Die Folgen der Sprengung des Kachowka-Staudamms in der Ukraine vor nunmehr fast zwei Monaten sind verheerend. In den vormals überfluteten Stadtteilen von Cherson schaufeln die Menschen giftigen Schlamm aus ihren Häusern.

Im Bad kann Victoriya die Tränen nicht mehr halten. Der Boden ist voll Erde. Der Waschbeckenunterschrank mit den goldenen Zierleisten ist aus den Leim gegangen, seine Türen hängen schief. An den Wänden ziehen sich von oben bis unten Schlammspuren. Der Gestank ist unerträglich. „Was waren wir stolz auf das schöne Badezimmer. Es war fast neu“, sagt die 55-Jährige. Dann fährt sie mit der Hand über die Wandheizung, deren Chrom mit einer bräunlichen Schicht überzogen ist.

 

Victoriya führt aus dem Haus heraus. Der Garten – ein Trümmerfeld. „Ich habe nicht einmal mehr die Kraft, auf die Russen wütend zu sein. Den Kachowka-Damm zu sprengen, was für ein Wahnsinn“, klagt sie. Das geschah am 6. Juni. Russland beschuldigt die Ukraine, den Damm beschossen zu haben. Die Indizien- und Faktenlage zeichnet jedoch ein anderes Bild – das einer Sprengung durch russische Kräfte.

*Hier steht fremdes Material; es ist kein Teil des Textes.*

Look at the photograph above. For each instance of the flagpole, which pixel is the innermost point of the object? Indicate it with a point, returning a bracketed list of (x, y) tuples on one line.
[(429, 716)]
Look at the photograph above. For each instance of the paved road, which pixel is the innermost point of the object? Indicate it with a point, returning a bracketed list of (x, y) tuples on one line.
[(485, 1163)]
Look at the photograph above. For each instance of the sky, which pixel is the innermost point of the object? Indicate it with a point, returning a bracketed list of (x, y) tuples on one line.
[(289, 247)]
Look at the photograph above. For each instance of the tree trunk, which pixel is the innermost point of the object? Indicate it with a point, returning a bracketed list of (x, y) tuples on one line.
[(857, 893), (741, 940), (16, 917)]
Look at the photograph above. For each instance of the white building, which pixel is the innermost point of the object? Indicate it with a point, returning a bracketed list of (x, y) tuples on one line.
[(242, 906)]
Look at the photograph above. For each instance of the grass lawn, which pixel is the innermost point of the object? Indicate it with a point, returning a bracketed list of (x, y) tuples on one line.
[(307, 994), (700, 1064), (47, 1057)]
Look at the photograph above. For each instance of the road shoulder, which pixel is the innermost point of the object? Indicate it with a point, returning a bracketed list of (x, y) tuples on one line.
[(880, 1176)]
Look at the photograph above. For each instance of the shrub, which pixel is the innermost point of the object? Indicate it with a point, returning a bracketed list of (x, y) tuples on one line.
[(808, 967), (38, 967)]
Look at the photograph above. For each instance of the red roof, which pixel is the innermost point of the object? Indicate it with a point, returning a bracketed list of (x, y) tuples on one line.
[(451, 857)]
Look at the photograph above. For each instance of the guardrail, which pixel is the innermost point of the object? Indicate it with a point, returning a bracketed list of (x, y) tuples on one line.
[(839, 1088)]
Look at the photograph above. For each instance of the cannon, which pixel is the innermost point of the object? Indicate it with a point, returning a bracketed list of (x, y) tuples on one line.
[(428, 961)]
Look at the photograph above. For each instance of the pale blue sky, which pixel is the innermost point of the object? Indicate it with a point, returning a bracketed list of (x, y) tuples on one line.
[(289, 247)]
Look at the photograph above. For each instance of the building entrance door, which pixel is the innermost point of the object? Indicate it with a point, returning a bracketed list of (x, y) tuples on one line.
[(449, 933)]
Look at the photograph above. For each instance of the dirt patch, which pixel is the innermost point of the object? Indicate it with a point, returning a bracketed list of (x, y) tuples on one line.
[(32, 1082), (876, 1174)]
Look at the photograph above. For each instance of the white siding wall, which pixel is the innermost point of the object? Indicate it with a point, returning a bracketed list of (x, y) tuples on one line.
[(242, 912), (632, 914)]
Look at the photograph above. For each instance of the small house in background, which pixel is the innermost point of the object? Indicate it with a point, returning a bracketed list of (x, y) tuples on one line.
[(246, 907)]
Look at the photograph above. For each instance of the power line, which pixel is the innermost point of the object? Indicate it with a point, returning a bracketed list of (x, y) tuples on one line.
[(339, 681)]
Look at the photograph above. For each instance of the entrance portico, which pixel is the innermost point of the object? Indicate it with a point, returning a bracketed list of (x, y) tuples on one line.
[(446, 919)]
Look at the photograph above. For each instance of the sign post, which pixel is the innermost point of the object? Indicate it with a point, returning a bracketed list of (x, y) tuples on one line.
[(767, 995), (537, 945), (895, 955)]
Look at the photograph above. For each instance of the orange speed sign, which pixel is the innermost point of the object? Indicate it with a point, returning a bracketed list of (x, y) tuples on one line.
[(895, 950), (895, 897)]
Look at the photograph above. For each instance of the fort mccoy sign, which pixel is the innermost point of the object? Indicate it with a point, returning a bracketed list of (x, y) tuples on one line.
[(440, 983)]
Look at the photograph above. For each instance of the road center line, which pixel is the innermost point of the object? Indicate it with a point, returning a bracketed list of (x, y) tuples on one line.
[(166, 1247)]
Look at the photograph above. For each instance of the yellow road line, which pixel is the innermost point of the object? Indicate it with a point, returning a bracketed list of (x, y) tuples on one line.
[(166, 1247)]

4210 Wohngebäude wurden allein im Oblast Cherson zerstört

Fakt ist vor allem das ungeheuere Ausmaß der Zerstörung. Der Pegelstand des Kachowka-Stausees betrug am Tag des Unglücks 18 Milliarden Kubikmeter Wasser. Die Wassermassen wälzten sich 85 Kilometer lang längs des Dnipro bis zur Einmündung ins Schwarze Meer. Laut Angaben des ukrainischen Landwirtschaftsministeriums wurden dabei allein im Oblast Cherson 10 000 Hektar Fläche überflutet.

Der Korabelniy-Distrikt gehört zu den am meisten betroffenen Vierteln der Stadt Cherson. Hier lebt Victoriya mit ihrem Mann Oleksandr (59) und ihrer Tochter Julia (32) – besser gesagt: lebte. Das Haus ist unbewohnbar, so wie fast alle Gebäude im betroffenen Stadtteil. Die Familie ist bei Freunden untergekommen, die im höher gelegenen Teil Chersons leben. Bis zu drei Meter hoch stand das Wasser am 7. Juni im Korabelniy-Distrikt. „Das ganze Erdgeschoss war geflutet“, sagt Victoriya. Als die braunen Wassermassen abflossen, blieb der Schlamm. Und 4210 Wohngebäude, die allein im Oblast Cherson zerstört sind.

Der Raum wirkt mehr wie eine Höhle denn wie ein Zimmer

Sobald es möglich war, begannen Victoriya, Oleksandr und Julia damit, den Dreck aus dem Haus zu schaufeln. „Das wird noch lange dauern“, stöhnt Oleksandr. Er seht im Erdgeschoss, trägt feste Schuhe, blaue Arbeitshose und gleichfarbiges T-Shirt. Der Raum wirkt mehr wie eine Höhle denn wie ein Zimmer. Teile der Wand waren mit Felssteinen gemauert. Das hereinströmende Wasser hat einige von ihnen gelöst. Jetzt liegen die schweren Brocken über dem Boden verstreut. „Eine Knochenarbeit“, erklärt er und stellt sich auf einen der wackeligen Steine. Im Nachbarzimmer gibt es nur dunkles Mauerwerk, die Tapeten haben sich gelöst. Licht spendet eine Handlampe.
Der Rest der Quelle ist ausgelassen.